Prof. Antczak zastrzega, że w przypadku koronawirusa 2019-nCoV dysponujmy wciąż jedynie szczątkowymi danymi. Na podstawie tego, co ujawniono w Chinach, można jednak podejrzewać, że ciężki przebieg zakażenia tym patogenem dotyczy aż do 25 proc. chorych. – Jeśli faktycznie jedna czwarta chorych doświadcza ciężkiego przebiegu, to można powiedzieć, że wirus jest wysoko patogenny, a zakażenie – niebezpieczne – podkreśla.
Czego możemy się zatem obawiać? – Że wirus bardzo szybko się przenosi, jest bardzo zakaźny, a przebieg choroby jest często bardzo ciężki. Inaczej nie podjęto by takich przedsięwzięć zapobiegawczych. Jak była pandemia świńskiej grypy, nikt nie zamykał miast i nie zawieszał połączeń lotniczych. A ten wirus zabił wtedy 500 tys. ludzi na świecie i nie było takiego niepokoju służb sanitarnych – zwraca uwagę specjalista.
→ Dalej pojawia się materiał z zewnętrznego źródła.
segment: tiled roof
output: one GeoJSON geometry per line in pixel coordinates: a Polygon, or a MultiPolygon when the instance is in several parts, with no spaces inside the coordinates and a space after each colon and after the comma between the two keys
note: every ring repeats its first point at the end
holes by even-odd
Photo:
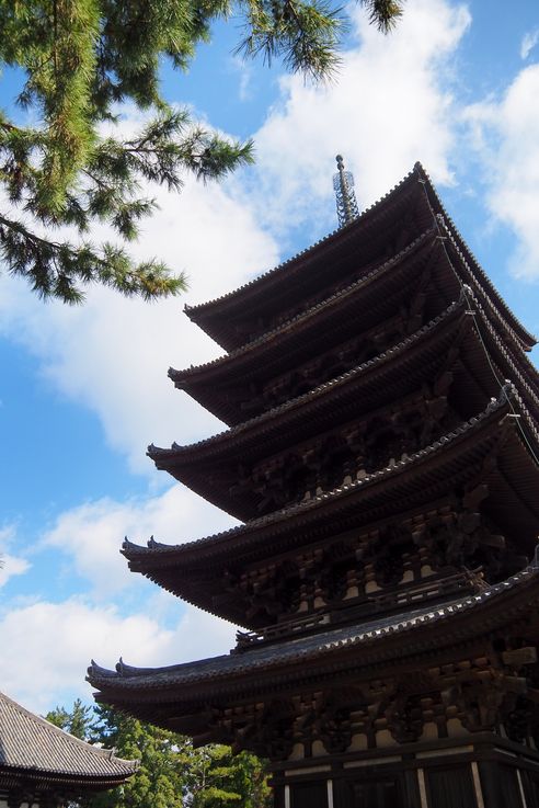
{"type": "MultiPolygon", "coordinates": [[[[471,295],[471,292],[470,292],[471,295]]],[[[405,337],[401,342],[398,342],[394,345],[391,345],[386,351],[382,351],[382,353],[378,354],[377,356],[374,356],[370,360],[367,360],[366,362],[362,363],[360,365],[356,365],[355,367],[351,368],[349,371],[346,371],[345,373],[341,374],[340,376],[335,376],[335,378],[331,378],[328,382],[322,383],[318,387],[314,387],[312,390],[309,390],[308,392],[303,392],[300,396],[297,396],[296,398],[290,398],[284,401],[280,405],[277,405],[277,407],[273,407],[271,410],[266,410],[265,412],[262,412],[260,416],[254,416],[253,418],[250,418],[248,421],[243,421],[242,423],[236,424],[234,426],[223,430],[222,432],[219,432],[216,435],[211,435],[210,437],[205,437],[200,441],[197,441],[193,444],[187,444],[186,446],[181,446],[176,443],[172,444],[172,447],[169,448],[161,448],[159,446],[154,446],[153,444],[150,444],[148,446],[148,455],[152,459],[157,459],[158,457],[167,456],[169,454],[173,453],[180,453],[180,452],[187,452],[193,451],[196,447],[207,446],[210,444],[214,444],[216,442],[220,442],[222,440],[228,440],[230,436],[237,436],[240,434],[243,434],[244,432],[250,432],[251,430],[256,429],[259,430],[259,426],[262,428],[262,424],[268,423],[271,424],[272,421],[275,421],[277,417],[280,417],[285,412],[290,412],[293,410],[300,410],[303,412],[302,408],[314,401],[316,399],[323,398],[328,395],[329,391],[334,390],[339,387],[345,387],[348,385],[351,379],[355,378],[356,376],[360,376],[367,371],[371,371],[377,368],[379,365],[383,365],[392,361],[395,356],[399,354],[402,354],[403,356],[406,356],[410,349],[417,342],[420,342],[425,335],[427,335],[429,332],[435,332],[437,327],[441,325],[445,320],[449,319],[452,315],[457,315],[459,311],[462,312],[466,309],[467,306],[467,299],[465,295],[460,296],[460,299],[456,303],[452,303],[450,306],[445,309],[440,315],[434,318],[434,320],[431,320],[431,322],[425,323],[425,326],[422,326],[417,331],[414,331],[414,333],[405,337]]]]}
{"type": "MultiPolygon", "coordinates": [[[[428,228],[428,230],[425,230],[425,232],[421,234],[421,236],[418,236],[414,241],[412,241],[403,250],[397,253],[397,255],[391,257],[382,264],[379,264],[374,270],[370,270],[366,275],[362,275],[362,277],[357,278],[357,281],[348,284],[343,289],[339,289],[339,292],[335,292],[323,300],[320,300],[320,303],[310,306],[305,311],[300,311],[299,314],[291,317],[289,320],[286,320],[286,322],[277,326],[276,328],[272,328],[270,331],[264,331],[264,333],[254,338],[250,342],[245,342],[243,345],[240,345],[236,350],[230,351],[222,356],[218,356],[215,360],[210,360],[203,365],[192,365],[191,367],[187,367],[183,371],[170,368],[169,376],[180,385],[184,380],[187,380],[191,376],[196,376],[208,369],[217,368],[221,365],[228,366],[231,362],[234,362],[236,366],[239,364],[238,360],[240,357],[249,356],[255,351],[255,349],[262,345],[273,348],[277,339],[280,340],[282,338],[286,338],[290,330],[296,328],[298,325],[303,326],[305,323],[312,321],[313,319],[318,320],[320,312],[323,310],[328,310],[331,308],[336,308],[337,310],[341,310],[343,300],[353,296],[358,289],[367,286],[375,281],[378,281],[381,275],[385,275],[388,272],[394,272],[398,264],[402,263],[403,260],[408,259],[410,255],[414,257],[418,250],[422,250],[425,247],[427,249],[432,249],[433,244],[437,243],[437,229],[438,228],[433,225],[428,228]]],[[[256,352],[255,355],[257,356],[259,353],[256,352]]]]}
{"type": "MultiPolygon", "coordinates": [[[[193,457],[196,460],[206,454],[217,454],[220,446],[227,446],[231,441],[236,442],[238,440],[243,440],[243,442],[245,442],[249,441],[250,437],[251,440],[256,439],[259,441],[262,433],[282,429],[283,417],[293,417],[295,412],[299,416],[300,412],[303,412],[305,406],[316,403],[317,399],[323,400],[329,392],[333,392],[339,388],[345,388],[353,379],[362,377],[367,372],[370,373],[377,368],[382,368],[385,365],[389,365],[389,363],[394,359],[398,359],[400,354],[408,357],[410,349],[414,344],[421,343],[421,341],[428,337],[429,333],[436,333],[444,321],[448,320],[459,310],[463,311],[469,307],[474,309],[477,326],[484,329],[485,335],[492,340],[493,346],[496,348],[504,361],[507,363],[505,373],[511,376],[511,380],[518,386],[520,394],[529,401],[528,407],[532,408],[535,412],[539,412],[539,377],[537,369],[524,354],[520,353],[517,357],[507,350],[506,345],[486,317],[479,299],[470,287],[463,286],[458,301],[451,304],[434,320],[425,323],[425,326],[409,337],[405,337],[401,342],[395,345],[391,345],[391,348],[362,365],[357,365],[346,373],[314,387],[312,390],[303,392],[296,398],[288,399],[277,407],[266,410],[259,416],[254,416],[240,424],[228,430],[223,430],[222,432],[209,437],[205,437],[193,444],[181,445],[173,443],[170,448],[161,448],[150,444],[150,446],[148,446],[148,455],[157,463],[158,468],[169,469],[172,468],[175,462],[181,462],[184,457],[188,462],[190,457],[193,457]]],[[[498,379],[500,385],[503,385],[505,380],[506,379],[504,378],[498,379]]]]}
{"type": "MultiPolygon", "coordinates": [[[[502,601],[511,592],[516,593],[519,588],[528,587],[531,598],[539,599],[537,588],[537,569],[528,567],[518,574],[494,584],[489,589],[473,595],[459,598],[449,603],[437,606],[425,605],[418,608],[408,610],[397,615],[386,615],[366,621],[359,625],[351,625],[333,628],[320,634],[301,636],[297,639],[278,639],[275,642],[256,647],[249,647],[239,653],[230,653],[197,662],[170,665],[168,668],[134,668],[126,665],[122,660],[116,665],[116,671],[101,668],[92,661],[88,669],[89,682],[105,693],[107,688],[122,691],[161,690],[175,685],[200,684],[220,679],[229,680],[234,676],[250,675],[268,670],[278,665],[301,664],[311,660],[322,661],[324,657],[335,653],[337,650],[352,647],[371,646],[379,640],[386,640],[389,635],[402,635],[422,626],[449,623],[452,618],[471,611],[481,612],[502,601]]],[[[526,601],[527,602],[527,601],[526,601]]],[[[508,616],[508,611],[507,615],[508,616]]],[[[478,615],[479,616],[479,615],[478,615]]],[[[478,630],[467,621],[467,628],[471,633],[478,630]]],[[[479,630],[484,626],[479,624],[479,630]]],[[[439,642],[439,634],[429,633],[433,644],[439,642]]],[[[388,648],[388,646],[386,646],[388,648]]],[[[296,670],[299,670],[298,668],[296,670]]]]}
{"type": "MultiPolygon", "coordinates": [[[[520,414],[521,417],[521,421],[526,424],[527,433],[534,440],[534,437],[537,435],[535,426],[531,423],[526,409],[521,406],[521,400],[518,396],[518,391],[513,385],[508,384],[501,391],[498,399],[493,399],[483,412],[455,428],[451,432],[438,439],[429,446],[426,446],[425,448],[413,453],[405,459],[398,460],[394,465],[380,468],[379,470],[374,471],[372,474],[367,475],[362,479],[353,480],[352,482],[342,485],[334,490],[324,491],[320,494],[317,494],[316,497],[312,497],[310,500],[303,500],[298,504],[289,505],[279,511],[273,511],[267,515],[253,519],[246,524],[230,527],[226,531],[222,531],[221,533],[217,533],[205,538],[198,538],[196,540],[186,542],[182,545],[175,546],[160,544],[158,542],[154,542],[153,539],[150,539],[150,542],[148,543],[148,548],[137,546],[136,544],[126,539],[123,545],[123,553],[127,556],[129,561],[135,561],[135,559],[141,558],[144,556],[157,557],[162,554],[164,557],[169,554],[179,554],[185,557],[187,556],[187,554],[191,553],[193,553],[194,555],[196,554],[198,560],[200,560],[207,551],[213,554],[214,551],[219,551],[219,548],[229,551],[229,542],[232,538],[239,539],[240,543],[250,544],[251,542],[256,540],[255,536],[265,535],[266,527],[271,527],[272,530],[279,530],[279,526],[286,527],[287,525],[296,524],[295,522],[293,522],[296,516],[311,516],[311,519],[316,519],[316,512],[318,509],[324,508],[325,504],[336,503],[337,501],[344,502],[346,498],[354,494],[355,492],[363,491],[364,489],[374,488],[376,483],[382,483],[386,480],[393,479],[394,485],[398,485],[398,478],[401,474],[404,474],[412,469],[416,469],[417,471],[420,471],[422,468],[422,464],[428,462],[431,458],[434,458],[434,462],[436,462],[436,457],[441,458],[440,465],[443,465],[444,458],[449,457],[448,448],[451,445],[458,444],[460,441],[466,440],[469,435],[473,435],[477,432],[480,432],[483,428],[485,430],[489,430],[489,434],[492,432],[492,430],[494,430],[493,434],[498,434],[498,417],[504,412],[518,412],[518,414],[520,414]]],[[[520,426],[517,428],[516,425],[517,421],[518,419],[512,418],[511,422],[507,423],[515,430],[520,429],[520,426]]],[[[491,435],[489,440],[494,439],[491,435]]],[[[485,441],[489,442],[486,437],[485,441]]],[[[473,447],[473,452],[475,451],[479,452],[479,449],[477,448],[477,437],[473,447]]],[[[524,454],[526,454],[526,452],[524,454]]],[[[530,463],[534,464],[534,459],[531,459],[531,457],[530,463]]]]}
{"type": "Polygon", "coordinates": [[[84,743],[0,693],[0,771],[122,782],[137,767],[137,761],[84,743]]]}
W przypadku SARS występował inny model zakażenia. Zachorowało tylko około 8500 osób. Umieralność była na poziomie 9 proc., a zakażali – co bardzo ważne - tylko ci, którzy wykazywali objawy choroby. Poza tym to była infekcja dróg oddechowych związana z niską temperaturą, czyli sezonowa. Jak tylko się ociepliło, liczba zakażeń spadła.
– W przypadku wirusa Wuhan mamy długi okres wylęgania, nawet ponad 14 dni, oraz zakaźność bezobjawową. Pacjent może być w okresie wylęgania zakażenia i nic się z nim nie dzieje, nie ma objawów, a już potrafi zakażać inne osoby – przypomniał prof. Antczak.
Zdaniem eksperta trudno więc powiedzieć, jaki będzie rozwój zdarzeń. Niepokojące jest według niego, że władze chińskie postanowiły zamknąć miasta - czego nie zrobiony wtedy, gdy wybuchł SARS, nie ograniczano też komunikacji, a linie lotnicze nie rezygnowały z połączeń z Chinami. Nie budowano w 10 dni wojskowego szpitala na 1000 łóżek. A w Wuhan ma wkrótce powstać kolejny szpital, tym razem na 1600 łóżek.